And then I have a slight inkling that I went up to the bar and tried to order the bartender.
Thought you might like this. Had a dance off with an andy bernard look alike and pissed my bed. All in one night.
Oh god. There is a bite mark in the bar of soap. Please tell me I was not that wasted.
I feel like he knows I had a dream about him eating me out in the janitors closet at the holiday party. He's giving me THAT look.
I thought he was joking about the hundred beer challenge until two guys showed up with a camera and boom mic. This cabin party is going to be fucked
I think being an adult is being able to say no to free shots...I need to work on that.
Also, ran into my neighbor across the street. He told me about scheduling his vasectomy. We are officially way beyond the acceptable point for asking his name again.

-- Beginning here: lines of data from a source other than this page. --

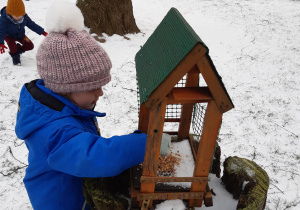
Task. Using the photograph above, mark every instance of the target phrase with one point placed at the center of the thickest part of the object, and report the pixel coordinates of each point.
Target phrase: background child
(57, 121)
(13, 20)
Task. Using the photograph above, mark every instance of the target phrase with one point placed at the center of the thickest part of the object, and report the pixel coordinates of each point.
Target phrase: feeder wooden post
(155, 130)
(212, 123)
(192, 80)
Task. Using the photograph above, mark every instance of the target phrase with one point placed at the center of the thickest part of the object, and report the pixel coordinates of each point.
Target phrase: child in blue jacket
(13, 20)
(57, 121)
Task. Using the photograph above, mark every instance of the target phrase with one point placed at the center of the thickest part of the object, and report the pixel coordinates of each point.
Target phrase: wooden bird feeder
(172, 53)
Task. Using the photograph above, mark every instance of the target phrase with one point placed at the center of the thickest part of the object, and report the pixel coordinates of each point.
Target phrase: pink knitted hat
(70, 60)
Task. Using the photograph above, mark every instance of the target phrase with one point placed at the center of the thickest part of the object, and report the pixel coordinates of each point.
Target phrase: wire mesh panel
(173, 111)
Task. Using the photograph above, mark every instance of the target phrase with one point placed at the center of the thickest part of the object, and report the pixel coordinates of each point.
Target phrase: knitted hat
(15, 7)
(69, 59)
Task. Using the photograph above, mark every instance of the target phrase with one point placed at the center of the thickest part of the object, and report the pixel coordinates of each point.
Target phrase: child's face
(85, 99)
(17, 17)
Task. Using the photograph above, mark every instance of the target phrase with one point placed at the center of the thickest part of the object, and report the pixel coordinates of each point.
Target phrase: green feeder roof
(171, 41)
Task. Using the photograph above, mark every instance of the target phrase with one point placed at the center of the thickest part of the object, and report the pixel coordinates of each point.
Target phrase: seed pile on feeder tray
(166, 165)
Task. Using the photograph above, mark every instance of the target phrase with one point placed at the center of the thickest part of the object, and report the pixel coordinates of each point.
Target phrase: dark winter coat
(9, 27)
(64, 146)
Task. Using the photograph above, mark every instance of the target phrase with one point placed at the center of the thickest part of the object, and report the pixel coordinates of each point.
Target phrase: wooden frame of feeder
(152, 119)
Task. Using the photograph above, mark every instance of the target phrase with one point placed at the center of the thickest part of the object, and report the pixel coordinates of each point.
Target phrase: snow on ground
(255, 48)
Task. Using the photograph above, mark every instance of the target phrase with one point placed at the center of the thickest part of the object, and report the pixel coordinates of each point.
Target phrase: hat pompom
(62, 15)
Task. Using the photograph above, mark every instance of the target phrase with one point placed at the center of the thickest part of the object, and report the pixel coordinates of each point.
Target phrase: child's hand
(2, 48)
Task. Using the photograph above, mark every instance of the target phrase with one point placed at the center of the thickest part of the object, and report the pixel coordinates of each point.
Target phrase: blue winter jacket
(64, 146)
(9, 27)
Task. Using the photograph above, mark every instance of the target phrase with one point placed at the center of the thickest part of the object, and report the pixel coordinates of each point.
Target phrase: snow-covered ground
(255, 46)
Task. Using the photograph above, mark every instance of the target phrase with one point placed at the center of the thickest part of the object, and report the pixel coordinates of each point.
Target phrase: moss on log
(247, 181)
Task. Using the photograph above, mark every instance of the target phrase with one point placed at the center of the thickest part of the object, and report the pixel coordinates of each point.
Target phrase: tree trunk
(108, 16)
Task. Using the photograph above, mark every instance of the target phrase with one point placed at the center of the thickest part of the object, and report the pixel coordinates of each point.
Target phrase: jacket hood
(39, 106)
(3, 11)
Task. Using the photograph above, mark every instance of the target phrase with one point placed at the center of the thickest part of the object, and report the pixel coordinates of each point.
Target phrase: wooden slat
(172, 179)
(175, 76)
(170, 196)
(215, 85)
(211, 126)
(191, 140)
(172, 120)
(192, 81)
(155, 130)
(144, 118)
(189, 95)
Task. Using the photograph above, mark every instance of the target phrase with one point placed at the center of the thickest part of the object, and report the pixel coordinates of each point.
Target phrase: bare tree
(108, 16)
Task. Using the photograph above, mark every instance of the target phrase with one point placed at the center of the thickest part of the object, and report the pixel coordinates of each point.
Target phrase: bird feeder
(172, 54)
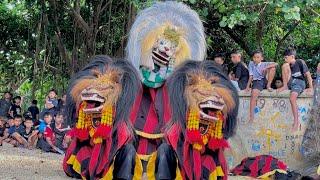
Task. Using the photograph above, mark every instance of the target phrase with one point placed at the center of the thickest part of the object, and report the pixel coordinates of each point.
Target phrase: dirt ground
(24, 164)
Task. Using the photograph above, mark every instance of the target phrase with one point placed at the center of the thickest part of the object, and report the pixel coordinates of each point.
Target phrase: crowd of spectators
(32, 128)
(260, 75)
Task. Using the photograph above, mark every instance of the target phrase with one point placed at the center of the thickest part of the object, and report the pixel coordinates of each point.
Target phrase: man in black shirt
(294, 72)
(240, 74)
(34, 110)
(219, 59)
(5, 104)
(15, 108)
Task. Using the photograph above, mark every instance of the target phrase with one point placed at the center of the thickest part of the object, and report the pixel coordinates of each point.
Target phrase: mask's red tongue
(90, 105)
(212, 113)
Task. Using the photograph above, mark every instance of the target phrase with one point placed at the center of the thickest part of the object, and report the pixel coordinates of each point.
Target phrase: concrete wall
(271, 131)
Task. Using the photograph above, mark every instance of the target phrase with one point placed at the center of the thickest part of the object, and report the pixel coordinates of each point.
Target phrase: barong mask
(170, 34)
(209, 103)
(205, 106)
(96, 96)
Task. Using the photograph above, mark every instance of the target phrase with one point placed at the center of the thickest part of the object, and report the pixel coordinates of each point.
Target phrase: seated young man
(239, 75)
(219, 59)
(6, 135)
(3, 124)
(16, 131)
(61, 132)
(294, 72)
(261, 77)
(30, 134)
(48, 140)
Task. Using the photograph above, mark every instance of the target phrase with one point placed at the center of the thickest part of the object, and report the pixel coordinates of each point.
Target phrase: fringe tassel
(194, 136)
(103, 131)
(196, 164)
(214, 144)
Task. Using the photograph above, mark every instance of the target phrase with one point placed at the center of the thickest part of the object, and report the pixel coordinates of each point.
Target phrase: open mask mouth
(160, 58)
(210, 107)
(94, 102)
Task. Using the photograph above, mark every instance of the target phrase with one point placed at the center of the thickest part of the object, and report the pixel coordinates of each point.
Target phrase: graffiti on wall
(271, 132)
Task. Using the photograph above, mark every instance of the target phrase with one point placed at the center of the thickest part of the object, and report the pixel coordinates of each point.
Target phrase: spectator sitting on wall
(62, 104)
(5, 104)
(239, 75)
(219, 59)
(294, 73)
(261, 77)
(3, 123)
(277, 83)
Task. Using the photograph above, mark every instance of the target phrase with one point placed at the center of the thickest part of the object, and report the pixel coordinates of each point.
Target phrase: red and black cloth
(258, 166)
(151, 111)
(193, 163)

Of dear god, I've been waiting to have rug burn like this since I got bored of my vibrator 2 months ago
My heart feels like a grape in a barrel about to be crushed into wine
Possibly having a threesome with my ex boyfriend and his current girlfriend was great closure on that subject
The night is not complete until I am drnk and speaking to inanimate objects
Rebecca hasn't has this number in 3 months. Please tell all her friends to stop calling at 3 am. We are not interested in buying or selling drugs nor do we want to hook up with anyone. You all need to go to rehab.
Why the fuck are you playing with legos?
Why the fuck are you questioning me?
The closest thing I've had to an orgasm lately is sneezing nonstop from fucking allergies.
Had a moment of weakness, slept with my ex last night
So that's why our room smells like tequila and shame.